The sense is that the professoriate, the nice men and women and others, want to be intellectually honest, and that doing so means they should accommodate the universe in which they exist. Being ideologically congenial isn’t just a matter of professional advancement and dodging landmines, but embracing their sensibilities within a community of like-minded allies, none of whom challenge your beliefs such that they are never subject to any rigorous question. When everyone who surrounds you already agrees with you, even the silliest of arguments will receive heartwarming approval and agreement. That validation assures this group of the “best and the brightest” that they must be correct, as brilliant people agree with them.

Ask a young person about pronouns or genders. Ask a young person how many unarmed black men are murdered by police. Ask a young person whether to believe a rape “survivor,” whether the accuse should be given the opportunity to fully and fairly defend himself before he’s convicted. Ask a young person whether our founding fathers were good and decent men who created a nation that offers the best promise for humankind the world has ever known. Ask a young person whether there is any hope for the planet. Ask a young person whether it’s acceptable to talk to a person they find attractive in the wild without being feared as a likely rapist.
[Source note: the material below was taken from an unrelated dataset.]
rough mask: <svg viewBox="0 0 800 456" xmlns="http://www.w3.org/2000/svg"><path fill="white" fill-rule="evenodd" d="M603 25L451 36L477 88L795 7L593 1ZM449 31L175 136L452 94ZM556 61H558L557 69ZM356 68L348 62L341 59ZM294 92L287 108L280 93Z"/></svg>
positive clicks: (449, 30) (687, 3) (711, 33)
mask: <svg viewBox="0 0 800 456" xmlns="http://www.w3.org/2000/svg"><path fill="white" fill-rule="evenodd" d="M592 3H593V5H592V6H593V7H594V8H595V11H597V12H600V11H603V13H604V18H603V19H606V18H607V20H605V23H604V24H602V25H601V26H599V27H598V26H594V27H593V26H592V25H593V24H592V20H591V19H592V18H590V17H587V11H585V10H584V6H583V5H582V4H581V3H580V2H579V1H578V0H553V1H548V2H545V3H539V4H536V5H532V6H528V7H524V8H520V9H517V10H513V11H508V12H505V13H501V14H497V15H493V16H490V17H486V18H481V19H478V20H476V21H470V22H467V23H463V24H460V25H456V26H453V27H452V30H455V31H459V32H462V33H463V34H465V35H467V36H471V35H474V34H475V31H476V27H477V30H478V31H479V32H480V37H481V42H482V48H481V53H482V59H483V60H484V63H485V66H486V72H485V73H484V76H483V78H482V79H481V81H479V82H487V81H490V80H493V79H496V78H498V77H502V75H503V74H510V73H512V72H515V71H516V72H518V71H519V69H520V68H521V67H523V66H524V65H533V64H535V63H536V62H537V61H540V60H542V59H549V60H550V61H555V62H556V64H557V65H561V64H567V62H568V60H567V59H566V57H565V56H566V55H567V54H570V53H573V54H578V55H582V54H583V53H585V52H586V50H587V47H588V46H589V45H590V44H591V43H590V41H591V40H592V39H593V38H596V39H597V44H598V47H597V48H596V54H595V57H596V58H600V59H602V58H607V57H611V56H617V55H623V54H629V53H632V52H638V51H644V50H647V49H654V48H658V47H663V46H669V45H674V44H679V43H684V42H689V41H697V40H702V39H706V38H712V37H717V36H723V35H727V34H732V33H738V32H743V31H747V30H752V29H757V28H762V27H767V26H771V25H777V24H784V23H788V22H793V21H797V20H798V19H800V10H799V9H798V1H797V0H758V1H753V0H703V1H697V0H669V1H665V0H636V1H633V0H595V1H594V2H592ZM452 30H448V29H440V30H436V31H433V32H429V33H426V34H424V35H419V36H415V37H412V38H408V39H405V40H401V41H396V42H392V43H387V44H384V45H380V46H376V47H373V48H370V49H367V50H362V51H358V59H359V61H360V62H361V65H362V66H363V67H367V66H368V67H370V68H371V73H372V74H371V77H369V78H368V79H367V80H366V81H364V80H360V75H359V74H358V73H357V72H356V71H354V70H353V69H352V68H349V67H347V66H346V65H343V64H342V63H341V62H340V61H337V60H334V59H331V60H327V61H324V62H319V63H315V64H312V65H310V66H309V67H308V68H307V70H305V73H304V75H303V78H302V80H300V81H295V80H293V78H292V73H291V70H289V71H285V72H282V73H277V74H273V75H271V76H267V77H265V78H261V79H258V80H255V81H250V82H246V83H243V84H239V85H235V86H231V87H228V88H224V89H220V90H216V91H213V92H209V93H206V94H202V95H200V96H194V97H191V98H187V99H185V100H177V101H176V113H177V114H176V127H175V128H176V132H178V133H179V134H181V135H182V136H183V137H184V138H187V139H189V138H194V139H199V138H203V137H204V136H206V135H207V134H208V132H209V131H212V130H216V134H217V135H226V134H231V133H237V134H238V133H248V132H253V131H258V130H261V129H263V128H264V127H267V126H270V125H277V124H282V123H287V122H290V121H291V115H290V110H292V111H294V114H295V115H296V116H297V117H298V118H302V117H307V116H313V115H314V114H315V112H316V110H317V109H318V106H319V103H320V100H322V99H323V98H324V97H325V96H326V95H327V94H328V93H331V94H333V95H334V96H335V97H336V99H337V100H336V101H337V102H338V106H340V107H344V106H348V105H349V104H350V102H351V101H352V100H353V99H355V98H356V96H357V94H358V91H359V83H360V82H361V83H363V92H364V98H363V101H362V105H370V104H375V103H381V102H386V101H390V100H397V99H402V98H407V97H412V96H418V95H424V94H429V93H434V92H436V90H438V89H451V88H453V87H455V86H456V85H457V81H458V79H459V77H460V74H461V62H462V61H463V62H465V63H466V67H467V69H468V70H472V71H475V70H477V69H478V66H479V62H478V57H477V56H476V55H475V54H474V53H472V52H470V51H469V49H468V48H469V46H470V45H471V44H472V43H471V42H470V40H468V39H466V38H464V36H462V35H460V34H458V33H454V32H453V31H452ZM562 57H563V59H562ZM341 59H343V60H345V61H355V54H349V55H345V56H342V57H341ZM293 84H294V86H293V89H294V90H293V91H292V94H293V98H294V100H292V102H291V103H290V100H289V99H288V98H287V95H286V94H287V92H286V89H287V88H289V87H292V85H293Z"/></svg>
For the most part, these questions are no longer at issue. They’ve been firmly resolved beyond any doubt and subsumed into their world view. They’ve been normalized. Some are fighting battles at the margins which they pretend are life and death struggles, even as the war has already been lost. It was said that we were evolving, even though evolution happens organically and isn’t rammed down the throat of an unwilling society by its most loud and vicious extremists. But the revolution largely succeeded already because they won the young, whether we want to accept that or not.

Perhaps we will have free speech and academic freedom on campus, but it will be tempered by the reality that they can afford to be more generous as it really won’t interest anybody outside of a small circle of friends.